JPS5856331Y2 - Internal combustion engine with dual intake device - Google Patents

Description

[Detailed explanation of the idea] The present invention relates to an internal combustion engine with a dual intake system.

Generally, in order to improve the exhaust performance (HC, CO, NOx) of internal combustion engines and improve fuel efficiency, it is necessary to generate moderate gas flow turbulence in the combustion chamber during idling and low-load operation. This is effective when the fuel ratio is leaner or when operating with exhaust gas recirculation.

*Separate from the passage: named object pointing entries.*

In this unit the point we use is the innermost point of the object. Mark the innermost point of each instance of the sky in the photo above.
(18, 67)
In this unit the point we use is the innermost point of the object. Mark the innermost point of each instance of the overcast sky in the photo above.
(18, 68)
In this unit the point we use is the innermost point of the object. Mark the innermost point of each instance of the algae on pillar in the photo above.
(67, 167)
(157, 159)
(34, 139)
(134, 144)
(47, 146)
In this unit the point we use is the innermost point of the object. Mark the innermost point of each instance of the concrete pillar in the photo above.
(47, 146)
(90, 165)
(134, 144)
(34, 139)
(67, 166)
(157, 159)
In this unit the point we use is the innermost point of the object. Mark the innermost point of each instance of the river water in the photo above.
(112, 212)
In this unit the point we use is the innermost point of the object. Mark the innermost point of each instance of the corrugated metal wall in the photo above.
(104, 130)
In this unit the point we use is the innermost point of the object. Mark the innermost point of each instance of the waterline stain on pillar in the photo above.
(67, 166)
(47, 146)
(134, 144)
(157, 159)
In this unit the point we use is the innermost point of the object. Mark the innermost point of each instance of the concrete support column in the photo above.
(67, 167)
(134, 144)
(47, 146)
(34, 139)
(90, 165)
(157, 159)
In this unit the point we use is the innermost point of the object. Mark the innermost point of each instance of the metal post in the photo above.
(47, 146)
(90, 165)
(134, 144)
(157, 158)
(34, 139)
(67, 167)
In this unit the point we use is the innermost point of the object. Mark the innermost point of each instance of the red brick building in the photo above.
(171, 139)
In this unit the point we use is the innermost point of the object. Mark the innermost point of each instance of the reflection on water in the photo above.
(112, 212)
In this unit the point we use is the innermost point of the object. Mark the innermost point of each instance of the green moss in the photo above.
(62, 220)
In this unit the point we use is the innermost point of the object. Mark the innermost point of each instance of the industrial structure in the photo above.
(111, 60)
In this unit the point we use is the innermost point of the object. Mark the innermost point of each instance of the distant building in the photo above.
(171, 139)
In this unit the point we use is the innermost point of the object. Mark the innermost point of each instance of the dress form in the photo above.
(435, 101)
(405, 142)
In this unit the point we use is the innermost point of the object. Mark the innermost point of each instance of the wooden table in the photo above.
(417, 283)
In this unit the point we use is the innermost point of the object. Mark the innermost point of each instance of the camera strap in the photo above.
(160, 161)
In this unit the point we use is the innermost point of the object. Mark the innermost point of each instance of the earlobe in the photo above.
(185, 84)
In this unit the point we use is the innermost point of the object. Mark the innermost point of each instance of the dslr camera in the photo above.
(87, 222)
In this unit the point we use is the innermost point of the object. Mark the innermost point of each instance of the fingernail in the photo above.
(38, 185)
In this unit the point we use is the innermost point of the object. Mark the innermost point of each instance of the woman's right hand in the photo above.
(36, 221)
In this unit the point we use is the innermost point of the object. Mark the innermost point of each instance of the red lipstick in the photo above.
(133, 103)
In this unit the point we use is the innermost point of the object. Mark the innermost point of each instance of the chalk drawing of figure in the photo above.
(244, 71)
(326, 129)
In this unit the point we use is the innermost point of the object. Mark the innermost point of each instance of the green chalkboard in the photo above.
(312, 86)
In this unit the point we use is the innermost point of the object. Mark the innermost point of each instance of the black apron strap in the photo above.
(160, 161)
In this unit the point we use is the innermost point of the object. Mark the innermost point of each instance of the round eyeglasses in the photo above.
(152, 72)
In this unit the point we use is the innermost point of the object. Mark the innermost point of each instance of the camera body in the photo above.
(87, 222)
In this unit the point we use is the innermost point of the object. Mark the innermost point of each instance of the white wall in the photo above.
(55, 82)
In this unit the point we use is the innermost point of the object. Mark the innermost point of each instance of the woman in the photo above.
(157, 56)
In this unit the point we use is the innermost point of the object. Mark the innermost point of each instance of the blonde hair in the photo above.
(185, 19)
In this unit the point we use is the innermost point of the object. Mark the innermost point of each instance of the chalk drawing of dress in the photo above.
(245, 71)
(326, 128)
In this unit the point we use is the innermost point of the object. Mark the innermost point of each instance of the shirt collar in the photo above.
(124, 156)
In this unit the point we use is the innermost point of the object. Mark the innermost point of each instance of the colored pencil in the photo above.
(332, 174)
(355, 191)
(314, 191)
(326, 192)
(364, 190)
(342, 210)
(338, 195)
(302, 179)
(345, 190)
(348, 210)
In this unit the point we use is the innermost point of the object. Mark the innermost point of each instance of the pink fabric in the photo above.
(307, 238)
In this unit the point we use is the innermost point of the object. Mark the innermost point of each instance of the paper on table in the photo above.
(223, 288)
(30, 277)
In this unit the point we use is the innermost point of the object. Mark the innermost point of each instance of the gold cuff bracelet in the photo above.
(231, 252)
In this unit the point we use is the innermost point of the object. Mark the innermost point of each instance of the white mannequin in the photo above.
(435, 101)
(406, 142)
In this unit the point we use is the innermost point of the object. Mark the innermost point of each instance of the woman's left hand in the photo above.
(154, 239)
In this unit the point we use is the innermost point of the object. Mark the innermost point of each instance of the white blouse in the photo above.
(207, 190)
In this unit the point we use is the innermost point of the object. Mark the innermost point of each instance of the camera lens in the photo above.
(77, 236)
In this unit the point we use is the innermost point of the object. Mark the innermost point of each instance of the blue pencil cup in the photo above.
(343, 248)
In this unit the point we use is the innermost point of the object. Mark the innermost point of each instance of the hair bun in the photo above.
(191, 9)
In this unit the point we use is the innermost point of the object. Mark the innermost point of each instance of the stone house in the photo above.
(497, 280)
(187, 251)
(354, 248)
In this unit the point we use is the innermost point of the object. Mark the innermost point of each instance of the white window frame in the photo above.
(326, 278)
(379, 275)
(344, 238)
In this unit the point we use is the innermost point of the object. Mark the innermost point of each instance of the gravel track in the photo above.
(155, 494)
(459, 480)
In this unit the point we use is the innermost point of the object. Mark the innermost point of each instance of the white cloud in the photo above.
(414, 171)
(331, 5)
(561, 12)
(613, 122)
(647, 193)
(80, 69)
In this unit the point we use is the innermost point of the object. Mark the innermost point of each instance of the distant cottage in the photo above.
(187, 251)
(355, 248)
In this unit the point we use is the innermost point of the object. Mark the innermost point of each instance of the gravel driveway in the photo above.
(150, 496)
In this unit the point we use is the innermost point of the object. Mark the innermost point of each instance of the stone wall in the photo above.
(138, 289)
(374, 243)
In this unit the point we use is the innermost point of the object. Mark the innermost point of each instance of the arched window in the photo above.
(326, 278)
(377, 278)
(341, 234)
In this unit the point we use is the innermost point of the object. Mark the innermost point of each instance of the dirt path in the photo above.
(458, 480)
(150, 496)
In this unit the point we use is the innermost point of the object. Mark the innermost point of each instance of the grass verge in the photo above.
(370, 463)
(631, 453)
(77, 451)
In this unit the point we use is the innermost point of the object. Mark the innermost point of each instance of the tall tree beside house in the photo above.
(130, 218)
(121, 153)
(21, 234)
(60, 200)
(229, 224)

Conventionally, this has been done by bending the suction boat or using a shrouded valve to create turbulence within the combustion chamber, but this has had the disadvantage of increasing suction resistance in high-load operating ranges and making it difficult to increase output.

To solve this problem, idle with a small amount of intake air,
In low-load operating ranges, intake air is introduced only from the primary boat at an increased flow rate, and in high-load operating ranges where the amount of intake air increases, intake air is supplied separately to the combustion chamber from both the primary boat and secondary boat. So-called dual inhalation devices are being considered.

This dual intake device has a primary boat and a secondary boat.
It is important to create a gas seal between the boat and the combustion chamber side using one intake valve, and also to seal the primary boat and the secondary boat when the intake valve is closed.
It was difficult to perform both seals at the same time when the intake valve was closed.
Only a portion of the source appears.